Christina Thöne, an astronomer from the Astronomical Institute of the Academy of Sciences of the Czech Republic, was a member of the team that for the first time provided long-term monitoring of an tidal disruption event (TDE) using infrared and optical telescopes. Their paper “A very luminous jet from disruption of a star by a massive black hole” was published in the journal Nature on November 30, 2022.
A TDE occurs when an object, often a star, gets too close to a black hole and is pulled apart by gravitational forces. It is usually a supermassive black hole found at the center of almost every galaxy. The tidal forces of the black hole tear the star apart and an accretion disk is formed around, which the black hole gradually consumes. In some, apparently very rare cases (less than 1%), this tidal disruption produces a relativistic jet of material ejected from the black hole at almost speed of light. The material then, as a result of collisions within the jet and surrounding environment, glows intensely in a range of electromagnetic radiation from radio waves to X-rays.
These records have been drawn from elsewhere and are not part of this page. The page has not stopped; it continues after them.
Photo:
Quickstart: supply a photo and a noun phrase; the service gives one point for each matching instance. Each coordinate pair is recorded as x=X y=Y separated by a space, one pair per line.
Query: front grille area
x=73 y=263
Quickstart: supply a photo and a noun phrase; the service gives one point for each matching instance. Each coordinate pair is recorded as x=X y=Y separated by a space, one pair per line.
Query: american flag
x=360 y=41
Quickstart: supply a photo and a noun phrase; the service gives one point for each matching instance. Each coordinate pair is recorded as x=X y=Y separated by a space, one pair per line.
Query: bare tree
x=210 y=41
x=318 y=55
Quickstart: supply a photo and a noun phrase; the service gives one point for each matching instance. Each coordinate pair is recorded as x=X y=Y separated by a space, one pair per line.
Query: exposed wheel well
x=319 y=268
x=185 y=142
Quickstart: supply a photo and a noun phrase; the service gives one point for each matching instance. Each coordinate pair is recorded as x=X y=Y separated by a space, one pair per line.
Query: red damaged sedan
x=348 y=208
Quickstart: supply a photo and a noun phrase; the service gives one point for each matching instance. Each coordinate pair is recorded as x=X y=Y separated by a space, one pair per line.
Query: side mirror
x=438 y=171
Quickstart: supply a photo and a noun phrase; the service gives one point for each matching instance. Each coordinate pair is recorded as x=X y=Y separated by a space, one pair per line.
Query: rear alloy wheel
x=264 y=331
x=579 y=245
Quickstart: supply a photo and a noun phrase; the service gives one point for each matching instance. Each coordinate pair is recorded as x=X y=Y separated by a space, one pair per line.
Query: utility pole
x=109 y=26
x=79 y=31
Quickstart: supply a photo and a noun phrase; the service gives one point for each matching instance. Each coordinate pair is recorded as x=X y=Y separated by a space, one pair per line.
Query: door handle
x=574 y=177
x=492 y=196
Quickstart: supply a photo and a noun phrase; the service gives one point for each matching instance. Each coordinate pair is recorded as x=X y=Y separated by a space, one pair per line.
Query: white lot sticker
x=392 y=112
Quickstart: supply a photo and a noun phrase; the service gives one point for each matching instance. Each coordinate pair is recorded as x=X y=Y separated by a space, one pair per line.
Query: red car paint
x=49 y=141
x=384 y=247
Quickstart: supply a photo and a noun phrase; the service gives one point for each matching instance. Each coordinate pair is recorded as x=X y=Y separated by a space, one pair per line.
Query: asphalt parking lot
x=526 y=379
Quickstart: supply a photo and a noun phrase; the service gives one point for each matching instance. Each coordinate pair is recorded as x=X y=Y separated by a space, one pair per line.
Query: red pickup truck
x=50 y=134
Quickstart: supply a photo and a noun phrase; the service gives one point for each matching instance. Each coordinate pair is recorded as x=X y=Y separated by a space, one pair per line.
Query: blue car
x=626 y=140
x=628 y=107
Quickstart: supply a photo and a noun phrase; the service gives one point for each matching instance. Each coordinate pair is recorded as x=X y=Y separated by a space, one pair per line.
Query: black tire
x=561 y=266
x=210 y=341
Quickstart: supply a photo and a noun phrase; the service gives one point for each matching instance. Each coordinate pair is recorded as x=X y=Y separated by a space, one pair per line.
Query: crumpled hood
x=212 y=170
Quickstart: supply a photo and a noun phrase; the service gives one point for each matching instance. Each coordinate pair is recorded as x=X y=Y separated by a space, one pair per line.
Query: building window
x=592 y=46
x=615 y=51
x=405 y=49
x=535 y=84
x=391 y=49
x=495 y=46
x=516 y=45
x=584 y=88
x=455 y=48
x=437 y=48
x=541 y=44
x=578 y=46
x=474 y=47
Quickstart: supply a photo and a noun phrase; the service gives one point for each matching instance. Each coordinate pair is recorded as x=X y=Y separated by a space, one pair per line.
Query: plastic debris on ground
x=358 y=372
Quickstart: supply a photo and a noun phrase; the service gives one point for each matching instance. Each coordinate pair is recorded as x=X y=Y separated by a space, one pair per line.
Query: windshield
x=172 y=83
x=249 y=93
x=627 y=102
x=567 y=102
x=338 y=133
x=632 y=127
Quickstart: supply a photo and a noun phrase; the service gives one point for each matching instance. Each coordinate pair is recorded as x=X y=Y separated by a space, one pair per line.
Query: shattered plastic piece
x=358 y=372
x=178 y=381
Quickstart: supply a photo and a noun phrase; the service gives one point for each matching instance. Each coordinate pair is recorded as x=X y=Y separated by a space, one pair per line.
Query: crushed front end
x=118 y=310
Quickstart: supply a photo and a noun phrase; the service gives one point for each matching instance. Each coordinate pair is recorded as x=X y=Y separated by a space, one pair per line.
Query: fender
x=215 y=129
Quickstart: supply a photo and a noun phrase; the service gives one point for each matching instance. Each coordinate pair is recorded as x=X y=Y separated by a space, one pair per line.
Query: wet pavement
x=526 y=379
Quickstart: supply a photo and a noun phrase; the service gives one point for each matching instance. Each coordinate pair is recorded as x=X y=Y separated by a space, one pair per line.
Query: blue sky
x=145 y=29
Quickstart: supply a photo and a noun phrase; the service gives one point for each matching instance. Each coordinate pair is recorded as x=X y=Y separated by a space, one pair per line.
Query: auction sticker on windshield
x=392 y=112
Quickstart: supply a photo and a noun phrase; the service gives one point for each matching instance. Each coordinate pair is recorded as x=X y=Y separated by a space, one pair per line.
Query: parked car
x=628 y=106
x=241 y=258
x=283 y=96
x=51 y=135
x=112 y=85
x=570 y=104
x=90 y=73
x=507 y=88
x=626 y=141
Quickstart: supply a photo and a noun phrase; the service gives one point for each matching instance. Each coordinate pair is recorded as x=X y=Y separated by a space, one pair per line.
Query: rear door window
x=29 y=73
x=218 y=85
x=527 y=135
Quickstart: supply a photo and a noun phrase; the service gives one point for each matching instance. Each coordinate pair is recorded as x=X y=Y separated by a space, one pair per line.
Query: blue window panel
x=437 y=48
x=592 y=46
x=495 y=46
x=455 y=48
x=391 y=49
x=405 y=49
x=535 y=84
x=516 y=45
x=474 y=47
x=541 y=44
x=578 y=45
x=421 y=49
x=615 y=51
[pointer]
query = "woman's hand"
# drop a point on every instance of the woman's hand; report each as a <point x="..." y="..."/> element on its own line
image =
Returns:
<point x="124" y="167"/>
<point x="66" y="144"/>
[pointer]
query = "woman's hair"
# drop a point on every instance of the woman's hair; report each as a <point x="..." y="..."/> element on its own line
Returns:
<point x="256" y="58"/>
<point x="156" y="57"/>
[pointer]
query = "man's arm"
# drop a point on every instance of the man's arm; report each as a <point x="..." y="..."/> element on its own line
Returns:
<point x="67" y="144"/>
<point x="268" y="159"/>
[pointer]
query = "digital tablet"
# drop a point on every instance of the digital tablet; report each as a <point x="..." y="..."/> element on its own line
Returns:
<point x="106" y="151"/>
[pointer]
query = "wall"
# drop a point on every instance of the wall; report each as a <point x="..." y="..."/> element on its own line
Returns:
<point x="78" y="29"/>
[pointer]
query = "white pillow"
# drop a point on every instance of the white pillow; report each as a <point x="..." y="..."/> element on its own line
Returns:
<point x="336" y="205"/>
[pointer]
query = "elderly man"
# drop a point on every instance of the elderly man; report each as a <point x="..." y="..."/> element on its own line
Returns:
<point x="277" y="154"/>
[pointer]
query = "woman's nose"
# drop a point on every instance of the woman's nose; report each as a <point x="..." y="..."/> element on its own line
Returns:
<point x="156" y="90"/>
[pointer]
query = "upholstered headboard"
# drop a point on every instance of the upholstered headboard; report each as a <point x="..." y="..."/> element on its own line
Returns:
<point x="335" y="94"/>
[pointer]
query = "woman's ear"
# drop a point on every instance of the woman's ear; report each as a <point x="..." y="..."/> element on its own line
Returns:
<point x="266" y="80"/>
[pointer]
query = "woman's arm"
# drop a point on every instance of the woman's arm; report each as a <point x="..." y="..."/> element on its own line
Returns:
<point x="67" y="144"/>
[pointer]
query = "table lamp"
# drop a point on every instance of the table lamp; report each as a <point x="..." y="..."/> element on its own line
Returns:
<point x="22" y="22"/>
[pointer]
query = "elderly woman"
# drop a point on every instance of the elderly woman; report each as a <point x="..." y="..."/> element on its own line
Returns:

Until now, these so-called jetted-TDEs have been detected using high-energy satellites in space. The last time this happened was 10 years ago in 2012. However, the discovery of the phenomenon labeled AT2022cmc in February of this year took place differently. The paper’s lead author, Igor Andreoni, developed the event detection and early warning method at the large-scale ground-based optical survey “Zwicky Transient Facility” (ZTF) located on Palomar Mountain in California.